Born on 29 June 1988 in Baku, on the shores of the Caspian Sea, his mother pushed Elnur to do judo. She was then admiring another great champion, Nazim Huseynov (Read the story: https://www.ijf.org/news/show/a-simple-hero-nazim-huseynov) who a few years earlier had become the first Olympic judo champion in Azerbaijan's history: "Before it became my own dream, to become a great champion, it was my mom's dream. She had seen Nazim on TV and thought judo was for me. Quickly, when I started practicing, I actually felt that something was happening. I obviously had predispositions and it did not take me long to begin to imagine that I too could get on the top of the podium" said Mammadli.
Many years have passed and the boy has become a man crowned with his Olympic title, but a man who continues to dream of the development of judo in his country: "It is a great pleasure to see the World Championships arrive in my country. I would have liked to participate a few years ago (smile). I am now on the other side of the fence, but it is also very exiting. It's amazing because before we used to watch and participate in World Championships organised in other countries. This time, we are the ones who make that it happen. Judo is growing all over the country and we have more and more results. I love Azerbaijan and I am proud to welcome all the judo family in September."
One must not question Elnur for a long time so that he remembers with emotion his best years at the top of world judo. European Champion in 2006, vice-world champion in 2007 in Rio, just before the year 2008 engraved in his memory: "I was very proud to represent my country at the Beijing Games. You know, there are two types of people who can raise the national flag, it is on the one hand the president of the Republic and on the other hand the top level athletes. I belonged to this second category, and on the day of my title, President Ilham Aliyev and his wife were present in the stadium. Everything came together on August 11, 2008, to be the biggest day of my life and it was."

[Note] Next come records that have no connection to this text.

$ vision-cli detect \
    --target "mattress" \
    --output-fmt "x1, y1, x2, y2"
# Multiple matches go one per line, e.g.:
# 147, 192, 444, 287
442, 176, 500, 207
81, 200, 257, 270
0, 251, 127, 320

Thanks to Elnur's Olympic title and a few years earlier to the one of Nazim Huseynov (Barcelona 1992), the Azerbaijani judo has proven that it regularly collects medals on the international scene. That's why Elnur likes to specify: "Azerbaijan is known for its sports performances. We love sport and we like to be good at it. But it's not just that. My country is a totally secure territory whose culture is infinitely rich. We have incredible landscapes balancing between sea and mountain and above all, we cherish hospitality and consider it as a fundamental value of our society. Azerbaijan is called 'the country of fire' and I can assure you that we know how to cultivate human warmth and friendship."
The young man may no longer have, in appearance at least, the fiery temperament that enabled him to win all his fights by ippon in Beijing. He is calm and he analyzes with maturity his new role as a model for society: "I have the obligation to be an example for young judoka and more generally for all the youth. They all look at me. They watch each of my actions and listen to each of my words. I have a real responsibility. I want to tell them that we must live a healthy life. That we have to play sports and that we have to stay away from all forms of drugs. Thus if you invest yourself, the results will come. You have to use all your time with the right energy and in the right direction. The sports career itself is short. Keep in mind that each competition may be the last. But life goes on and everything you learn on the tatami can be used in life.
"We all have a kind of monster in us, but through sport, we can tame it and allow it to positively express itself for our own benefit, for that of our country and for the whole world. "
Elnur Mammadli admits that from a technical point of view the World Championships are perhaps more difficult to win than the Olympic Games: "But at the Olympic Games, you have to be ready in the head. The competition takes place only every four years, it adds a lot of pressure. If you lose, you have to start again and be strong for four more years. At the Games, many World Champions lose because they are not ready. In judo, we learn to win of course, but we also learn to lose and this is probably the most difficult thing to do. I think it's because I never really learned it that I stopped competing (laughs). I would cry if I would lose and I had no more tears."
The period before the Olympic rendezvous is a period of deprivation, recognized the champion. Afterwards comes the time of the celebration: "Before I thought of all the difficulties, to all the sufferings to arrive there. The next day, as in a dream, everything had vanished and all the sacrifices were forgotten. It's really worth it to prepare for the Olympics."
From this reality of high-level training, forgotten the day after, to the dream of continuing to transmit envy and passion, Elnur Mammadli is a happy man. Active in the national federation, involved in the organisation of the World Championships, the 2008 Olympic Champion, remains more than ever attached to his sport and inclined to transmit his dreams to the youngest.